Wine Tasting in Brest


Must have been the end ’78 when John Morris and I were holed up in Brest, France aboard the Dutch fishing boat De Toekomst, waiting for a break in the weather to allow us to cross the dreaded Bay of Biscay. We were headed for Gibraltar where we planned to give the vessel a lick of paint prior to crossing the Atlantic. Haiti—where John had some sort of fishing business—was our final destination.

Low tide in Brest
We’d entered Brest at the height of a gale—with waves crashing over the bow, sweeping the deck and slamming into the wheelhouse. Before gaining the relative calm of the port, we passed a number of fishing vessels being hammered by the storm yet with crews still working their nets.

To this day I have a mental picture one of those fishermen’s faces—a young man of perhaps twenty with long blond hair thrashing wildly off to the side of his face in the shrieking wind. He was clinging to a rope staring at us—mouth agape as he sucked air through the flying spume.

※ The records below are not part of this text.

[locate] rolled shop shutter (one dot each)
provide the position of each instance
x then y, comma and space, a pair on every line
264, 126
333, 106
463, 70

“Those bastards are mad,” I remarked to John as we struggled toward the port entrance. He nodded agreement. We later learned that five of the boats had gone down with all hands. I wondered if the young man had been among the drowned sailors.

We’d been stuck in Brest for over a month as storm after storm pounded its way through. One morning a battered freighter limped into port, its bow bent to one side by huge waves out in the Biscay. ‘The Bay’ is reputed to be second only to Cape Horn in its ability to send both ships and men to the sea floor.

In Brest we met Ronald, a Scotsman living there. On a number of occasions he acted as translator for us. Just after Christmas he invited us to a New Year’s Eve party at a farmhouse owned by one of his friends. It turned out to be a place out of history with thick fieldstone walls, slate roof and a hard-packed earthen floor inside. When we arrived, a pig was roasting on a spit in the huge fire-place.

Around twenty people were there—none of whom possessed more than a smattering of English—but they made us instantly welcome. We sat at trestle tables in front of the fire and began tucking into the delicacies heaped before us—truffles, oysters, shrimp, mussels and a variety of cheeses.

Me and John--local celebrities
At one point, as I attempted to take a swig of wine after downing an oyster, the man seated next to me, lightly grabbed my wrist. “No Monsieur,” he chided me. “You must ‘ave zis wine with the oystair!” He then proceeded to pour me a glass of the correct grape.

At this early stage of the event, I learned much of French etiquette from my table companion—which wines were suited to the various foods; which foods should precede or follow other foods.

But by the time we got to the pig, all protocol had gone by the board—wine was being haphazardly gulped from bottles; raucous singing filled the air, and the unfortunate pig’s head was flying around the room. A couple cleared a space on one of the tables and danced until a trestle gave out and the table—along with its burden of food and wine—crashed to the floor. It was becoming my kind of party.

The moral of the story is this: If you drink enough of the right wine with the right food, in short order you won’t give a rat’s rear end what you’re drinking or what you’re eating—or for that matter, what day it is.